Doctors have hailed an “important” treatment that slows or even reverses progressive muscle weakness in people with motor neurone disease (MND).
New results from an international study show that patients who received monthly injections reported better mobility and lung function after one year of treatment.
A patient in a wheelchair at the start of the trial can now walk without a cane.
Professor Dame Pamela Shaw, Professor of Neurology at the University of Sheffield, who led the UK part of the study, said it was the first time in more than 25 trials on MND that she had seen improved muscle function. .
“Never before have I heard a patient say, ‘Today I am doing things that I couldn’t do a few months ago – walking around the house without a cane, walking up the garden steps, writing cards,’ she said.
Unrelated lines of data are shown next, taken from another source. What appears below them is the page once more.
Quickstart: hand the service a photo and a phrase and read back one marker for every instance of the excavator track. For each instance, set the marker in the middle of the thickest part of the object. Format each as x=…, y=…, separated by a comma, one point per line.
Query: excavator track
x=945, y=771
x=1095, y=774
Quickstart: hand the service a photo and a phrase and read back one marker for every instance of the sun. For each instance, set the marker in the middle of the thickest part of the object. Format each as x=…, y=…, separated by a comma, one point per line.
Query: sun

Christmas “.
“For me this is an important therapeutic milestone.”
Motor neurone disease affects around 5,000 people in the UK. Astrophysics professor Stephen Hawking has suffered from this condition for decades.
For reasons that are not well understood, it causes the nerves that take signals from the brain to the muscles to stop working. That leads to muscle weakness and paralysis, which gets worse over time and eventually death.
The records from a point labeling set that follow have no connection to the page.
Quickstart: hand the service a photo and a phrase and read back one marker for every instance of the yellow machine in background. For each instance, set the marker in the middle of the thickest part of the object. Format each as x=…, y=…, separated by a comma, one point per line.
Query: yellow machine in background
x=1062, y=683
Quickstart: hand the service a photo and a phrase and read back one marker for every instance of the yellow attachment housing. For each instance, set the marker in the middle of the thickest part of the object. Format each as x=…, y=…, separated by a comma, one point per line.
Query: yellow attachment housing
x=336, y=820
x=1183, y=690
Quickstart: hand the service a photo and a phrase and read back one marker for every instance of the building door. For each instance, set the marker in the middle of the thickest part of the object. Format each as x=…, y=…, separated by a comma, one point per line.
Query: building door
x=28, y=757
There are about 30 genes known to cause or lead to disease in humans. A mutation in one of them, called SOD1, is responsible for about 2% of all cases.
But the new drug made by Biogen prevented the faulty SOD1 gene from making a protein that causes nerve damage.
An earlier trial showed that six months of injection into spinal fluid reduced levels of the SOD1 protein along with other basic biomarkers of the disease.
New updated results of 108 patients, published in the New England Journal of Medicine, show that biological effects translate into real clinical benefits after one year of continued treatment.
Professor Shaw said in people with slow-progressing MND, muscle strength actually improved slightly and disease severity remained “significantly” stable.
In people whose disease progressed more rapidly than before treatment, the decline in muscle function slowed.
Les Wood, 68, from Thorne, South Yorkshire, was diagnosed with MND 10 years ago and first took part in the trial in 2016.
He said: “After 12 months of medication, I can actually walk around the house without a cane, I can quit the pain medication and I feel so much better.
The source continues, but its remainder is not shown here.